What Next for the Higgs Boson? – Jim Baggott

by the author of Higgs

On 4 July 2012, scientists at CERN announced the discovery of a new elementary particle that they judged to be consistent with the long-sought Higgs boson. The next step is therefore reasonably obvious. Physicists involved in the ATLAS and CMS detector collaborations at CERN’s Large Hadron Collider (LHC) facility will be keen to push ahead and fully characterize the new particle. They will want to know if this is indeed the Higgs boson, the one ingredient missing from the so-called standard model of particle physics.

How will they tell?

Physicists at Fermilab’s Tevatron collider and CERN’s LHC have been searching for the Higgs boson by looking for the tell-tale products of its different predicted decay pathways.

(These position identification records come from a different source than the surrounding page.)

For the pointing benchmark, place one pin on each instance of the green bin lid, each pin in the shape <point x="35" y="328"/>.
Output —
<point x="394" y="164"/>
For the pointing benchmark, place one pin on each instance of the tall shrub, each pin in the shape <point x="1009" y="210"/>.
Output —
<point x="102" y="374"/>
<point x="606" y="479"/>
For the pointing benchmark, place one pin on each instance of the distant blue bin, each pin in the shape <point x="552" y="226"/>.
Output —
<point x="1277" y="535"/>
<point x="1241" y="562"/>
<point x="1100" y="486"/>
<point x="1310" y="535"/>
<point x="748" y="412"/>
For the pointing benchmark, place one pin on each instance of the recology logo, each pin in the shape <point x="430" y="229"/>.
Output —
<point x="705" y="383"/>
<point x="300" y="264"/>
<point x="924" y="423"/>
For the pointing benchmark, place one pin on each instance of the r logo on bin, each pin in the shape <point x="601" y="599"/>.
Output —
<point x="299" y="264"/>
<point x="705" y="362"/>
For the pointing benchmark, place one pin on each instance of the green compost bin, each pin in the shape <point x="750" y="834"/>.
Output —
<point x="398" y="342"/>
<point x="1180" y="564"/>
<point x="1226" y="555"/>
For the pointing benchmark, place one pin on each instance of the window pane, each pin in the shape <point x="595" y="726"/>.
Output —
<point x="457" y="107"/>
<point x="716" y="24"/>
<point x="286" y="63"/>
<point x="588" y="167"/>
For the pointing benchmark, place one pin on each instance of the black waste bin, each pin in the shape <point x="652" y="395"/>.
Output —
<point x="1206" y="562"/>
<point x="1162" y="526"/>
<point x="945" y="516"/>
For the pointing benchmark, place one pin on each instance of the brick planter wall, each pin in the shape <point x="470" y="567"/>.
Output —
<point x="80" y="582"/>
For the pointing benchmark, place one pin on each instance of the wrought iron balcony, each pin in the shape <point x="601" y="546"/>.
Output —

The current standard model is used to predict both the rates of production of the Higgs boson in high-energy particle collisions and the rates of its various decay modes. After subtracting the ‘background’ that arises from all the other ways in which the same decay products can be produced, the physicists are left with an excess of events that can be ascribed to Higgs boson decays.

Now that we know the new particle has a mass of between 125-126 billion electron-volts (equivalent to the mass of about 134 protons), both the calculations and the experiments can be focused tightly on this specific mass value.

So far, excess events have been observed for three important decay pathways. These involve the decay of the Higgs boson to two photons (written H → γγ), decay to two Z bosons (H → ZZ → l+l-l+l-, where l signifies leptons, such as electrons and muons and their anti-particles) and decay two W particles (H → W+W- → l+ν l-ν, where ν signifies neutrinos). All these decay pathways involve the production of bosons. This should come as no real surprise, as the Higgs field was originally invented to break the symmetry between the weak and electromagnetic forces, thereby giving mass to the W and Z particles and leaving the photon massless. There is therefore an intimate connection between the Higgs, photons and W and Z particles.

The decay rates to these three pathways are broadly as predicted by the standard model. There is an observed enhancement in the rate of decay to two photons compared to predictions, but this may be the result of statistical fluctuations. Further data on this pathway will determine whether or not there’s a problem (or maybe a clue to some new physics) in this channel.

But the Higgs field is also involved in giving mass to fermions – matter particles, such as electrons and quarks. The Higgs boson is therefore also predicted to decay into fermions, specifically very large massive fermions such as bottom and anti-bottom quarks and tau and anti-tau leptons. Bottom quarks and tau leptons (heavy versions of the electron) are third-generation matter particles with masses respectively of about 4.2 billion electron volts (about four and a half proton masses) and 1.8 billion electron volts (about 1.9 proton masses).

But these decay pathways are a little more problematic. The backgrounds from other processes are more significant and so considerably more data are required to discriminate the background from genuine Higgs decay events. The decay to bottom and anti-bottom quarks was studied at the Tevatron before it was shut down earlier this year. But the collider had insufficient collision energy and luminosity (a measure of the number of collisions that the particle beams can produce) to enable independent discovery of the Higgs boson.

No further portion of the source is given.